The coming weeks will be “the hardest phase of the pandemic” with medical staff working to the maximum of their abilities, Angela Merkel warned. More than 80% of the beds in intensive care units in his country were occupied. Especially since, stressed the Chancellor, the full effect of the intensification of social contacts during the Christmas and New Year periods is not yet visible in the statistics.
If the virus continues on this trajectory, hospitals will be in real difficulty, and that very soon
Belgium passed 20,000 dead on Sunday, half living in retirement homes. With a rate of 1,725 deaths per million inhabitants, this country ranks first in the world for mortality reported to the population.
In the United Kingdom, the health system is “currently facing the most dangerous situation we can remember,” warned Chris Whitty, the chief medical officer for England. “If the virus continues on this trajectory, hospitals will be in real difficulty, and that very soon. “
While waiting for the acceleration of vaccination campaigns, the slowness of which is criticized, governments, as in France and Sweden, are toughening measures to reduce contacts, at the risk of aggravating the economic gloom.
Tighten the measures
In France, eight new departments are advancing their curfew to 6 p.m., to the chagrin of food businesses, joining fifteen departments which had done so last weekend. In the rest of the country – which has a total of around 100 departments – it is set at 8 p.m. In Monaco, it will be brought forward to Monday at 7 p.m. Forty cases of contamination by the British variant have so far been detected in France. In Marseille (south-east), the situation is considered “worrying”. Russian health authorities announced on Sunday that they had discovered a first case of this variant in a person returning from the United Kingdom.
The acceleration of the epidemic has forced Sweden to break with its policy until then less strict than elsewhere. Since Sunday, it can toughen measures, including for the first time to close shops and restaurants in targeted areas. But these devices are also causing revolts: in Denmark, where cases linked to the British mutant strain are increasing, demonstrations against the restrictions degenerated into clashes on Saturday and nine people were arrested.

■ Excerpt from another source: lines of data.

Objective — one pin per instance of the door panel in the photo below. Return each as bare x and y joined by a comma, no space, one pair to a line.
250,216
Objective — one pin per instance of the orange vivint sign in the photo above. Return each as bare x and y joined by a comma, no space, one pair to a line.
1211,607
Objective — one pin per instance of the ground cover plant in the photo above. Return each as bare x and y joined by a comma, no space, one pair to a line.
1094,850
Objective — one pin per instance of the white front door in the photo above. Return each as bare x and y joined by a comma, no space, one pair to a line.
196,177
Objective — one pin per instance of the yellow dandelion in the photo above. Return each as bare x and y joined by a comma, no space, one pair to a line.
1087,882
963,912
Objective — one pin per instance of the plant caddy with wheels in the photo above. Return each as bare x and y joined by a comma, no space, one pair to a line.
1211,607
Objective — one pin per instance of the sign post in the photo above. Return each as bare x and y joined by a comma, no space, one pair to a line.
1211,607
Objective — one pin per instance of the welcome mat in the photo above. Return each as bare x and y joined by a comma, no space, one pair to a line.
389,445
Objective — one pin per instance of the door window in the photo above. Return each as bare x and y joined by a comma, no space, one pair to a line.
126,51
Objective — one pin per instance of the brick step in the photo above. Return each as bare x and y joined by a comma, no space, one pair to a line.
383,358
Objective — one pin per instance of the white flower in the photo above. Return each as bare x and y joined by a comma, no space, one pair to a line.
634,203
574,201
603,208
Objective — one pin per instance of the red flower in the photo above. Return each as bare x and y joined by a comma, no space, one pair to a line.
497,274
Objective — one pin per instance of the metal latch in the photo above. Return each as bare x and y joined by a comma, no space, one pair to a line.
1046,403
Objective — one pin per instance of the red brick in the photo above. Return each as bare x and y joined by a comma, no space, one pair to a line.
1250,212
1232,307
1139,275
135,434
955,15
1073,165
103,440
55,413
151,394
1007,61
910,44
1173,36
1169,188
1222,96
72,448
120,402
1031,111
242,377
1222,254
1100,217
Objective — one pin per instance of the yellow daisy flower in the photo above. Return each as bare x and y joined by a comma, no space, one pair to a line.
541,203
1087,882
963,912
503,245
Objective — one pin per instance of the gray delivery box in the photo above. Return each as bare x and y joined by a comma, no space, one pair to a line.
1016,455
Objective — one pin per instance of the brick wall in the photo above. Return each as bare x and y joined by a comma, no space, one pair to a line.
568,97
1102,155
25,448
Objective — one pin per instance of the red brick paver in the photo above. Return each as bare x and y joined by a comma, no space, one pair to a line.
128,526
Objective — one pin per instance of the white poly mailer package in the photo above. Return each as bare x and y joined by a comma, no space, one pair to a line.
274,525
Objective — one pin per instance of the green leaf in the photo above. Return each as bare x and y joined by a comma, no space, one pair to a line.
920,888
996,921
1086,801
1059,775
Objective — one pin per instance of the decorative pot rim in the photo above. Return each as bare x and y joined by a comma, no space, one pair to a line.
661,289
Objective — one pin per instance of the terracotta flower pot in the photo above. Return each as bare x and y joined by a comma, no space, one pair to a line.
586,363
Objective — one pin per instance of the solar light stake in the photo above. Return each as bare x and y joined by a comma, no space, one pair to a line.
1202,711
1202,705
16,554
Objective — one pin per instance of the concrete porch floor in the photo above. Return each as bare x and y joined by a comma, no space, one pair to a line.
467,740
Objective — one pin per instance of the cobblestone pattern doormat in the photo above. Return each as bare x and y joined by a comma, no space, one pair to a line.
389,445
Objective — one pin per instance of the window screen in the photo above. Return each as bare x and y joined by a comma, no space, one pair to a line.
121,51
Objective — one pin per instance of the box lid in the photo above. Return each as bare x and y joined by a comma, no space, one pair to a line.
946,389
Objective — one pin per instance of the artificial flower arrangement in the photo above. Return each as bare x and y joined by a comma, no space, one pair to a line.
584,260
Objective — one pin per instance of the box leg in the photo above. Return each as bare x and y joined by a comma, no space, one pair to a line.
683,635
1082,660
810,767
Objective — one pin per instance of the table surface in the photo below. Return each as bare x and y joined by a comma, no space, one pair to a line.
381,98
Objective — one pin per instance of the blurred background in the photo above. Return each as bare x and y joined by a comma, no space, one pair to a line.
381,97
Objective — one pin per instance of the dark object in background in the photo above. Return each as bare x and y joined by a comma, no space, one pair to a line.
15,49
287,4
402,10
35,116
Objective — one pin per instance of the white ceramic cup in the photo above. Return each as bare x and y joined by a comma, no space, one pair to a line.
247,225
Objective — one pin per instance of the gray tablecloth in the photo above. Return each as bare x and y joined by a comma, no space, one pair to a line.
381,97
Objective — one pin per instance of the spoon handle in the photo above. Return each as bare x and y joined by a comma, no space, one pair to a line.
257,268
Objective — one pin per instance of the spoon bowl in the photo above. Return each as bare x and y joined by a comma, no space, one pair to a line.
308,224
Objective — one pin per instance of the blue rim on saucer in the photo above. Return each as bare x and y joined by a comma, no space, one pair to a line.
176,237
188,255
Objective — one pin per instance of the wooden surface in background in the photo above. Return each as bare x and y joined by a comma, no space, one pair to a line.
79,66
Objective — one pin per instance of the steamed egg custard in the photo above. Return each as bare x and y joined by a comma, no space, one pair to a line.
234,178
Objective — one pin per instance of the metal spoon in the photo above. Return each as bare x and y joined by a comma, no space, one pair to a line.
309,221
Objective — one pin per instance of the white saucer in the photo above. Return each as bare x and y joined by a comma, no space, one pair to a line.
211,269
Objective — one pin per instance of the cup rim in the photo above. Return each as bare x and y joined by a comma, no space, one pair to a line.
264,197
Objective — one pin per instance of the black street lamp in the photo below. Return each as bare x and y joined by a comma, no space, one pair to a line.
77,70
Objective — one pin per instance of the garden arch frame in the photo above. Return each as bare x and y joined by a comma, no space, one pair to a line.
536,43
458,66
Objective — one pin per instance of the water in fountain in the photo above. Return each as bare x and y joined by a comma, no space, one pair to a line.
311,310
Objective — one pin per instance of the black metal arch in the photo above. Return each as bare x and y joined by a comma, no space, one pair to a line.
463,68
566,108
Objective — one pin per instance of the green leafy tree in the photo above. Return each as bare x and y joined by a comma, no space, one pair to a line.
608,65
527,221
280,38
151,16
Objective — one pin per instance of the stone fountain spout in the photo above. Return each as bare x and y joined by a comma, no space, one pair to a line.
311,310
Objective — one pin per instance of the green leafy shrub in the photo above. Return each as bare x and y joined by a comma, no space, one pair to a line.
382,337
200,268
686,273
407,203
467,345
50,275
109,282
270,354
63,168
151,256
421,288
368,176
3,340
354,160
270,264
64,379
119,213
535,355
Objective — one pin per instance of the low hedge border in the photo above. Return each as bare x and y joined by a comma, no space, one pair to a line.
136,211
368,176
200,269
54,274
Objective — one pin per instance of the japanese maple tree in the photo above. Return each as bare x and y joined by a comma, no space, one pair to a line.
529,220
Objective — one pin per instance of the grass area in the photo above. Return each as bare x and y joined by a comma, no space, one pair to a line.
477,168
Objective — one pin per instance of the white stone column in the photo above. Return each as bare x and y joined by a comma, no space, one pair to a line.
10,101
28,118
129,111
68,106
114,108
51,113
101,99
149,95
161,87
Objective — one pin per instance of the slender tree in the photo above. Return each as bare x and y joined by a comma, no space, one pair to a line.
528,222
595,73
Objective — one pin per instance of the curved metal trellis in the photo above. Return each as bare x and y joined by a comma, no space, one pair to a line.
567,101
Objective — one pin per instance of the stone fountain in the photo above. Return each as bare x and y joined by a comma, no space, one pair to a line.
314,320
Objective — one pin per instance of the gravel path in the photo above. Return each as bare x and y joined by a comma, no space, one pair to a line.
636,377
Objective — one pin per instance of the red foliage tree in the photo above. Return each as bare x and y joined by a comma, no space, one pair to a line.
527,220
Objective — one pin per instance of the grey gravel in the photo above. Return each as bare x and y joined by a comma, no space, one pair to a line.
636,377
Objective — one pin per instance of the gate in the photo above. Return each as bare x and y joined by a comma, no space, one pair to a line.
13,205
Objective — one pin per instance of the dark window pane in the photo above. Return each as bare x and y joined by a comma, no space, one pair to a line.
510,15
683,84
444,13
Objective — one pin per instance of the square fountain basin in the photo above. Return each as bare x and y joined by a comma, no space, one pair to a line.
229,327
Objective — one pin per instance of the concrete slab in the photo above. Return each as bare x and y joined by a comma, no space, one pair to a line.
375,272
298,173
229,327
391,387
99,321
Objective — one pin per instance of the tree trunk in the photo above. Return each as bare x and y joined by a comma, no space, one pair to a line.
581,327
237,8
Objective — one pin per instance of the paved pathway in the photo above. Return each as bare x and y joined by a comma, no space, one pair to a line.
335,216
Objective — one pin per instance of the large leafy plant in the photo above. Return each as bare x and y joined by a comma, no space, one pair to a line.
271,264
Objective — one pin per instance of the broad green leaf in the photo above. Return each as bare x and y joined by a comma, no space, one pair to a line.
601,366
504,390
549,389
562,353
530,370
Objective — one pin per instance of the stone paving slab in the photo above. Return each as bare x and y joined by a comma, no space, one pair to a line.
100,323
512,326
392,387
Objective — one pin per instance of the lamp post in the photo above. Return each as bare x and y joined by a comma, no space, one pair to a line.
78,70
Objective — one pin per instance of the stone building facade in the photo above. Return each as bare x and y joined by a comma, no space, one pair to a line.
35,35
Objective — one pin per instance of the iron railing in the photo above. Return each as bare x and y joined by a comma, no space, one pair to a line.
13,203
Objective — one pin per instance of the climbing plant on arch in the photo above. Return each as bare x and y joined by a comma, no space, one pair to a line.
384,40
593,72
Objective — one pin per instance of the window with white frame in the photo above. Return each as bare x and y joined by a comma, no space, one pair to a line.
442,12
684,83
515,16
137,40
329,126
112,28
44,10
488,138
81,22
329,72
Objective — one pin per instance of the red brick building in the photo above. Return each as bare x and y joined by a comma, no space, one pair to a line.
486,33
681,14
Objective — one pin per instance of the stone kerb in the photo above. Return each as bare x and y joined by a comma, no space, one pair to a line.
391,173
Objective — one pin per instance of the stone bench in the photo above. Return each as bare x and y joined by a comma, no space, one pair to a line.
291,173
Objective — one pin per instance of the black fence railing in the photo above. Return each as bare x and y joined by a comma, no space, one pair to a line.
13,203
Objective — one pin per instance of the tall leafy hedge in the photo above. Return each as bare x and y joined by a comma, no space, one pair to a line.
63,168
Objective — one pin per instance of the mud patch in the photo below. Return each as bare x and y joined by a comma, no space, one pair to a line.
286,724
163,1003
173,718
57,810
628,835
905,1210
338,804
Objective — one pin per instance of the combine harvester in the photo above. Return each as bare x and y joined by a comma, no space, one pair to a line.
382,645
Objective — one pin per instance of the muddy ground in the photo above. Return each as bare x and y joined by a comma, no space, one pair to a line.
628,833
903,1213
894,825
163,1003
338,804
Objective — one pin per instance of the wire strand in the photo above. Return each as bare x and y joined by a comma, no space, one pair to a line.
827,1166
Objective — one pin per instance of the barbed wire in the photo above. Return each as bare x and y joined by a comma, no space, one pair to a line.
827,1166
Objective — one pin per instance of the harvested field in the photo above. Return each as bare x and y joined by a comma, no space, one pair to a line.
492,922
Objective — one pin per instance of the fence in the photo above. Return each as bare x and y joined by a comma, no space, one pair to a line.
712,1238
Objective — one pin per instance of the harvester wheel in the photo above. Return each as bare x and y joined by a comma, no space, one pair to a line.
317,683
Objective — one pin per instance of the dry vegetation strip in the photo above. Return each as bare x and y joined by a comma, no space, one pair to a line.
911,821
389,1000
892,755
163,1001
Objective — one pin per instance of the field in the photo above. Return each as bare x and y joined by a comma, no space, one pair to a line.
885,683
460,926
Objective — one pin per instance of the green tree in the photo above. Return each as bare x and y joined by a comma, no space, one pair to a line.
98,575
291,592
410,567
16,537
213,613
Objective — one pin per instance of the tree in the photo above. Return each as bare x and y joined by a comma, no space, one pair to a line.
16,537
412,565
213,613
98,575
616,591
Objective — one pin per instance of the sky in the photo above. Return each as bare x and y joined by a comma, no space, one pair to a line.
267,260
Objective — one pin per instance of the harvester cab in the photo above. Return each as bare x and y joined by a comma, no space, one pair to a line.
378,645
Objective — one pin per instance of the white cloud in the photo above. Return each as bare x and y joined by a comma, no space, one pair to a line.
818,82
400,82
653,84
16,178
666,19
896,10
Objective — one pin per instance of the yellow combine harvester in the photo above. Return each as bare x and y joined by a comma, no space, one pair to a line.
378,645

Leading by example, Queen Elizabeth II, 94, and her husband Prince Philip, 99, received their first injection of the novel coronavirus vaccine on Saturday in Windsor Castle, west London, where they are confined. The government aims to have all adults in the UK vaccinated by autumn and has already taken the lead with 1.5 million people having already received their first injection.
To help “vulnerable countries” also access vaccines, the government announced on Sunday that it had collected $ 1 billion from its allies.